Thankfully the interior seems to be of a single mind; a reasonable layout for the dash, man made leather seat covers, comfortable and supportive enough, a decent cargo space and an admirable 1254 or 1478 litres with the rear seats folded (hatch vs wagon). The wagon had an issue with the front left electric window, with neither the main nor the door switch kicking the window into life whilst the hatch had an aircon failure, with none of the switches having any effect on speed or temperature. Plastics are ok to the touch, without much padding though, disappointingly. The driver’s view is clean and simple in both, with speedo and tacho split by two smaller dials for temperature and fuel. The centre console is a little busy but easier to follow than an Astra with the CDX having a simple LCD display whilst the SRiV has a full colour and larger screen, featuring satnav, a hard disk drive and the ability to “pause” radio broadcasts, much as you would with a HDD for tv. Naturally Bluetooth features for both, plus the SRiV has a better, bassier sound system. An interior downside is the wagon’s steering wheel column, the ignition barrel is too close to the right hand stalk and there’s barely an attempt to beautify the underpart of the column when the steering wheel (adjustable for rake AND reach, surprisingly) is pulled out, with a simple and not terribly attractive cloth. Thankfully the SRiV is keyless start with a small, nondescript button hidden by the steering wheel on driver’s left (not exactly user firendly nor ergonomic) plus buttons on exterior doorhandles. A safety feature, common nowadays, is the need to plant the foot firmly on the brake pedal, otherwise the computer will not close the circuit to allow ignition. Both cars also featured heated seats, a bonus with the lifeless feel of the seat coverings which are very cold to sit on during winter. Rear vision for both is ok, with the hatch seeming to be a little compromised due to teh rake of the rear window.

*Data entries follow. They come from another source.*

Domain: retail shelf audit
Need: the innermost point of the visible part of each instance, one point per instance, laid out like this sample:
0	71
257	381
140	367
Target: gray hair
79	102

The CDX Cruze Sportwagon is not a synergistic car; a lacklustre engine, an unsure gearbox butts up against a chassis that is both sporty and floaty while a sharp edged front leads to a curvy rear. The SRiV hatch ups the ante slightly but it too is hamstrung by the auto’s indecisiveness. With a freshened up range available for 2013/14, including a peppier 1.6L turbo and tidied up interior plus a sharper pricing strategy (see Holden for pricing for you) the 2012 Cruze CDX wagon and SRiV hatch are somewhat flawed dual personalities.